『カムカムエヴリバディ』第8話は異例の構成 完璧だった「アルデバラン」のタイミング
「何で泣いてるん?」
大阪から岡山までの下り列車。すすり泣く安子(上白石萌音)の前に現れたのは、大阪で別れたはずの稔(松村北斗)だった。
『カムカムエヴリバディ』(NHK総合)第8話では、安子に見合い話が持ち上がる。年が明ければ安子も16歳。祖父・杵太郎(大和田伸也)のようにはっきり言ってしまえば、砂糖の生産会社との政略結婚に安子へと白羽の矢が立ったのだ。母・小しず(西田尚美)の「みんな安子に幸せになってもれえてえ思ようる。じゃけど、何が安子の幸せなんかは安子にしか分からんのじゃからな」という一言に、安子は「かならず今日中に帰ります 心配しないでください」という書き置きを残し、大阪へと向かうのだった。

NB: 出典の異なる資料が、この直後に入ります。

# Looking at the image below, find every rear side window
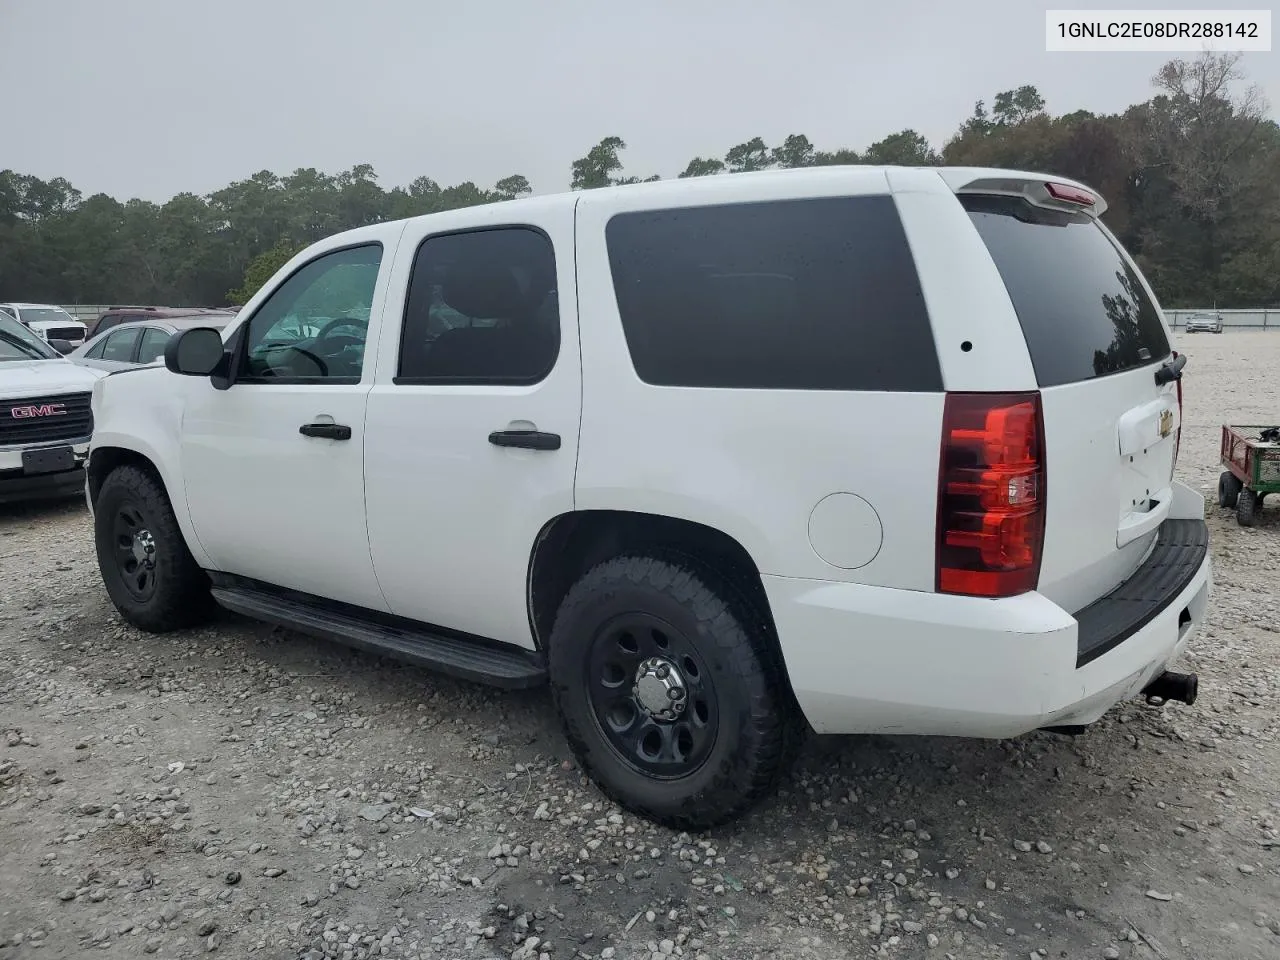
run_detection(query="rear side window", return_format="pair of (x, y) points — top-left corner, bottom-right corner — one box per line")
(961, 195), (1171, 387)
(605, 196), (941, 391)
(102, 327), (141, 362)
(137, 327), (171, 364)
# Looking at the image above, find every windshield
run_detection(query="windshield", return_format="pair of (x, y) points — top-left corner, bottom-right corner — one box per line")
(0, 315), (60, 361)
(18, 307), (79, 326)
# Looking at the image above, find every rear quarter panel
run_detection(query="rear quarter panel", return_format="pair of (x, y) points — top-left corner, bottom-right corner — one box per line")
(573, 170), (951, 590)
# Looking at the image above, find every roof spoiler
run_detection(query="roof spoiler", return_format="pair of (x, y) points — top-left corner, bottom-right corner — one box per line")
(939, 169), (1108, 218)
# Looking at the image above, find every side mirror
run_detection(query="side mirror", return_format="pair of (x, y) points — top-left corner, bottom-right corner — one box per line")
(164, 327), (225, 377)
(48, 338), (75, 355)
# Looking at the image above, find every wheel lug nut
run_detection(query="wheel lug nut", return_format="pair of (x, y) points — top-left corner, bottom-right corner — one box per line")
(656, 665), (669, 679)
(667, 687), (682, 700)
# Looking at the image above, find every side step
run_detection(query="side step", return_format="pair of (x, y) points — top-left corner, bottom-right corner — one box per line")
(210, 585), (547, 689)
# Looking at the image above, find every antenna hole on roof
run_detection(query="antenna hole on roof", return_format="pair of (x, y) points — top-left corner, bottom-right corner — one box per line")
(960, 340), (973, 352)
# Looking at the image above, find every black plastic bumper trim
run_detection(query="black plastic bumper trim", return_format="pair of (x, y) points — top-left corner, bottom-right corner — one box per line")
(1074, 519), (1209, 668)
(0, 465), (87, 505)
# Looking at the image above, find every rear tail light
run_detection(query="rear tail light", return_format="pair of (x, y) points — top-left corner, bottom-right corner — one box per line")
(1171, 350), (1183, 467)
(936, 392), (1046, 598)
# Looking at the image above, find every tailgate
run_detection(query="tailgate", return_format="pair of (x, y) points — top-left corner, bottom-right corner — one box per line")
(960, 189), (1180, 612)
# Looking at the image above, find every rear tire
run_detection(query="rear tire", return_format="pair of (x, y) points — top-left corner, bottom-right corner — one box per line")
(1218, 471), (1242, 509)
(1237, 488), (1258, 527)
(94, 465), (214, 632)
(547, 554), (794, 830)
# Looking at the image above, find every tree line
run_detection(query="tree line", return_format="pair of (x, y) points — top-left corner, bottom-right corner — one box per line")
(1, 52), (1276, 310)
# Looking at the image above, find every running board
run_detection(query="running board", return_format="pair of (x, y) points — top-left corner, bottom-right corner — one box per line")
(209, 585), (547, 689)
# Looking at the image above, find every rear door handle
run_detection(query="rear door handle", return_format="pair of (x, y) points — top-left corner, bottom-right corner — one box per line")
(488, 429), (561, 451)
(299, 422), (352, 440)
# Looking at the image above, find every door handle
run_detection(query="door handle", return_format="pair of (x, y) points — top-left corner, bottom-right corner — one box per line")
(488, 429), (561, 451)
(299, 422), (352, 440)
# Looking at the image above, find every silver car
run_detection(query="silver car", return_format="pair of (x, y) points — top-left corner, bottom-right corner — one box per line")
(67, 314), (233, 373)
(1183, 313), (1224, 334)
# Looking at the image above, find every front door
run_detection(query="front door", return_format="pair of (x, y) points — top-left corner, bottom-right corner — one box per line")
(180, 236), (400, 612)
(364, 202), (582, 647)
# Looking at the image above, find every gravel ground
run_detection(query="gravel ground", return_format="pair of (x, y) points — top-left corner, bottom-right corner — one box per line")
(2, 331), (1278, 960)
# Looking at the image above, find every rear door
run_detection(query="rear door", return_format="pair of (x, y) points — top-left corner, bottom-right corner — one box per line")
(957, 186), (1180, 613)
(363, 199), (581, 649)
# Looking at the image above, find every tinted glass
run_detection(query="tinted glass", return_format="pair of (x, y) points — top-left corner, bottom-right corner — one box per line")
(0, 316), (59, 360)
(102, 327), (141, 362)
(962, 195), (1171, 387)
(397, 227), (560, 384)
(604, 196), (941, 391)
(137, 327), (171, 364)
(84, 337), (108, 359)
(243, 244), (382, 381)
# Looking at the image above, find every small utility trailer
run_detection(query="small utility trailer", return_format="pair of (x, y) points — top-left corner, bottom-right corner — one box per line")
(1218, 424), (1280, 527)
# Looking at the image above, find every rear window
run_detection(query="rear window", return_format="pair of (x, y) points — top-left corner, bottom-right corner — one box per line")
(605, 196), (942, 392)
(962, 195), (1170, 387)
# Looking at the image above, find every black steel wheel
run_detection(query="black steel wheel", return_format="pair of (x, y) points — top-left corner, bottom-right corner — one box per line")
(111, 502), (159, 603)
(1218, 471), (1242, 509)
(548, 554), (797, 830)
(586, 612), (719, 779)
(94, 464), (214, 632)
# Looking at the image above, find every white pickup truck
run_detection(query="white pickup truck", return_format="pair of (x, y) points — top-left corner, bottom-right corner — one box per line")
(0, 303), (88, 349)
(0, 314), (102, 504)
(85, 166), (1211, 828)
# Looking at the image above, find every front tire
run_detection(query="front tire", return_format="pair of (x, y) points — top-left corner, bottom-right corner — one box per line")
(548, 555), (793, 830)
(94, 465), (214, 632)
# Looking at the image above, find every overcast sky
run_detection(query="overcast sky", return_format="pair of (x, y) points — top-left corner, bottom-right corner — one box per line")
(2, 0), (1276, 203)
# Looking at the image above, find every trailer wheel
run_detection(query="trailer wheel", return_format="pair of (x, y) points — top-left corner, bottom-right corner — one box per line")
(1218, 471), (1242, 509)
(1237, 488), (1258, 527)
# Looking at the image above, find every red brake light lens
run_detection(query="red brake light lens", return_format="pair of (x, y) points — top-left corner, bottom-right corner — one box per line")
(1171, 350), (1183, 467)
(936, 392), (1046, 598)
(1045, 182), (1095, 206)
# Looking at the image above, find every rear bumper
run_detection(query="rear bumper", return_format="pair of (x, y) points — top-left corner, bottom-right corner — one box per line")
(765, 482), (1212, 738)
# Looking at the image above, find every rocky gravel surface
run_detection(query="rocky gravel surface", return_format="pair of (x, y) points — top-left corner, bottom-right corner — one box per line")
(2, 331), (1278, 960)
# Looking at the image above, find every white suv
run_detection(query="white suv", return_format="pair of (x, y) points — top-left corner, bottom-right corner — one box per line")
(86, 166), (1211, 828)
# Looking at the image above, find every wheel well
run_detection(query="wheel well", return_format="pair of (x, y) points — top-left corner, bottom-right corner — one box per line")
(527, 511), (789, 671)
(87, 447), (166, 505)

目的はもちろん稔に会いに。安子の大阪に配達に来たという優しい嘘に、授業は午前中だけという稔のスケジュールが噛み合い、2人の久々のデートがスタートする。モモケンこと桃山剣之介(尾上菊之助)の登場する念願の映画を鑑賞し、稔の馴染みの食堂で蕎麦をすする。それから向かったのは、大和川。岡山の旭川に風景が似ていると稔の手紙にあった川だ。
「Do you see that beautiful sunset?」(稔)
「Yes, I do. I see a beautiful sunset over the river」(安子)
「基礎英語講座」を聴き続けた成果もあり、あの時より遥かに返すスピードも発音も良くなっている安子。何より英語という今よりも背伸びした言語で、稔と2人だけの会話ーー世界にいる。そのことが安子にとっては最も嬉しいことだったはずだ。
そして、それがやがてかけがえのない思い出になってしまうことを安子は覚悟していた。だからこそ最後にと大阪に向かったのであり、叶わない恋であることを安子は理解していたのだ。とめどなく流れる涙。安子を包み込む稔のジャケットが大阪に後ろ髪を引かれる思いを大きくさせる。
そこに現れるのが稔だ。大阪までの配達に小さな鞄一つはおかしいと稔は最初から感づいていた。そんな安子を心配してそっと同じ汽車に飛び乗ったのだろう。諦めたはずの稔が自分を思い追いかけてくれたら。そして、自分を思い泣いている安子を見たのなら。2人の恋は一層燃え上がってしまうに違いない。